According to Savvides, money has no intrinsic value. “It gains value and therefore has a price (the interest) when one can benefit from using it for a time (by borrowing). For this to happen however borrowers should be creditworthy and there should be sufficient domestic demand; currently Cyprus has very little of neither. Moreover, Domestic demand is suffering as a result of the indebtedness there are not many viable investment opportunities in the economy. For example, Businesses and households are highly indebted and generally cannot repay their existing debts. So, they are not creditworthy to receive another loan.

The economist predicts that negative interest rates will further harm the Cyprus economy. Whereas some won’t shed a tear for cash-rich corporations being forced to pay for holding their deposits in a bank, that’s missing the point, says Loukas Aristodemou, head of the Association for the Protection of Consumers and Quality of Life, a registered NGO.

Aristodemou will be attending a session of the House ethics committee on March 4th, where MPs will be revisiting the matter of bank charges and commissions.

The governor of the Central Bank of Cyprus (CBC) is expected to be present. The CBC has been compiling and comparing data on bank fees from here and overseas and is expected to present its findings to the finance minister in the coming days.

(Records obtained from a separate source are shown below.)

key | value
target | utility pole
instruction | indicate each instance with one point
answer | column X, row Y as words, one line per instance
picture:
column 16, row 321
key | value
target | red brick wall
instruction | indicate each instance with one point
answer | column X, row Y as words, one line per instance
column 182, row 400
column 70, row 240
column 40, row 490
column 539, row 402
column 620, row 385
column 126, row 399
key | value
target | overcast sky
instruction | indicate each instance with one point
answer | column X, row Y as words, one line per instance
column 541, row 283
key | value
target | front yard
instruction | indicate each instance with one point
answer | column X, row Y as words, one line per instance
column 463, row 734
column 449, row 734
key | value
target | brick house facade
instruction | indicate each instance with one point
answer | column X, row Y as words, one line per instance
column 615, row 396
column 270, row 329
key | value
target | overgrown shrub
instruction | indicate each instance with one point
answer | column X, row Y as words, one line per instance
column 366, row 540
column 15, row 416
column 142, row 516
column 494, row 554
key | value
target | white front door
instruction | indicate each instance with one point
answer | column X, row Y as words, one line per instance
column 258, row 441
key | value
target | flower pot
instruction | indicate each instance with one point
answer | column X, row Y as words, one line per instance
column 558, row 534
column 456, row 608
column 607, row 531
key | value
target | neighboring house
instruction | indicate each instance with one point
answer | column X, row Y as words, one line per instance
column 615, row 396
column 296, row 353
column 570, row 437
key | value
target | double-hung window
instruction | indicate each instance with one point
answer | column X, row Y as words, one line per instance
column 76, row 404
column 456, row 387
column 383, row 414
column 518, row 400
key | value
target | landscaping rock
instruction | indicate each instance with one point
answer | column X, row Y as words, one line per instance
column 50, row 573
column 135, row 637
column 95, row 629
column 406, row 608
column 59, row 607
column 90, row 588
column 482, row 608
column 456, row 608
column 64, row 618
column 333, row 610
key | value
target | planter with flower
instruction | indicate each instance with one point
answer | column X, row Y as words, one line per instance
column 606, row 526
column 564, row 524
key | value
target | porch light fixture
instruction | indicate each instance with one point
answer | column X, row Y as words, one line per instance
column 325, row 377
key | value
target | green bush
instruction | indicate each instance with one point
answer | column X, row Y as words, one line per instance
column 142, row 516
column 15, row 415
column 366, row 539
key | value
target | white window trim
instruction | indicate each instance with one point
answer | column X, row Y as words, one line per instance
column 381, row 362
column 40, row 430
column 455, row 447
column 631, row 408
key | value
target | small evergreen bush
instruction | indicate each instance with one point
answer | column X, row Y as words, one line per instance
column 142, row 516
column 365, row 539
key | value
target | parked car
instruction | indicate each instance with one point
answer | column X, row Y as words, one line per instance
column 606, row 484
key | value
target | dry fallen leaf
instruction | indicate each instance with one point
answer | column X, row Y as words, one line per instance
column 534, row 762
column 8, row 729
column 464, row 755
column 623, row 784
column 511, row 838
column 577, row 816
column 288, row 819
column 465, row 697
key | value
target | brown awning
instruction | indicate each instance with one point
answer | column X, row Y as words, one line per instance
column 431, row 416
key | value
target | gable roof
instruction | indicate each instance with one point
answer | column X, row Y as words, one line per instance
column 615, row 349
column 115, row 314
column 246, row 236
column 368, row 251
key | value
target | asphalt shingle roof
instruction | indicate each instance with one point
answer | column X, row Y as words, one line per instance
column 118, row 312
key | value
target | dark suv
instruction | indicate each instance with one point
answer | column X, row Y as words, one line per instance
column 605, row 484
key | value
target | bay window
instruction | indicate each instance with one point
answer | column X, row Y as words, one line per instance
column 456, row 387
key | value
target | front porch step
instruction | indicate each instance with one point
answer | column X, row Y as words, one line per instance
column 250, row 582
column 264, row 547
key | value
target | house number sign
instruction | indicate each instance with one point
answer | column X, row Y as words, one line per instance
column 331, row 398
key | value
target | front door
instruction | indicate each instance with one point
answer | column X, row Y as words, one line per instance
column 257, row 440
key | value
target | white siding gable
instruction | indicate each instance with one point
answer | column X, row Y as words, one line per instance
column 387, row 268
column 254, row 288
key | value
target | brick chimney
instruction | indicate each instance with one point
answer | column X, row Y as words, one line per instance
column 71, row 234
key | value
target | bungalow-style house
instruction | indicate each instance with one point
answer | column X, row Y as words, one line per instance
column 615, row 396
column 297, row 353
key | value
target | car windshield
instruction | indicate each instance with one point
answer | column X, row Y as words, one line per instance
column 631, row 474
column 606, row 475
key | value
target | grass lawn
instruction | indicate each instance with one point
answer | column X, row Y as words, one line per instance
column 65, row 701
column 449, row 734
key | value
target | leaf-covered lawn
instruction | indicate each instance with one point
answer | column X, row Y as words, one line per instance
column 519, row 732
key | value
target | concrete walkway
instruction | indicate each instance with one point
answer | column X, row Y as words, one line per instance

The matter came to the fore last November when Bank of Cyprus telegraphed a pending hike on its commissions and charges, pertaining to services such as processing utility bill payments, cash withdrawals and cheque issuance.

In several cases, the charges were set to double- with complaints stating their similarity to a poll tax. At the time the lender said its goal was to cut its costs by incentivising use of its digital platforms – but lawmakers said this was punishing people such as the elderly who aren’t tech savvy.

The law in question is the ‘Comparability of fees related to payment accounts, payment account switching and access to payment accounts Law of 2017’. Under Section 19, where the Central Bank determines that fees charged by credit institutions for payment services are ‘unreasonable’, it makes a relevant recommendation to the finance minister.

The recommendation factors in various criteria, one of which must be national income levels. The current legislation is fuzzy, in that it doesn’t define what ‘unreasonable fees’ are. Based on the Central Bank’s guidance, the finance minister may then issue a decree concerning payment services fees. The decree is published in the government gazette, acquiring the force of law.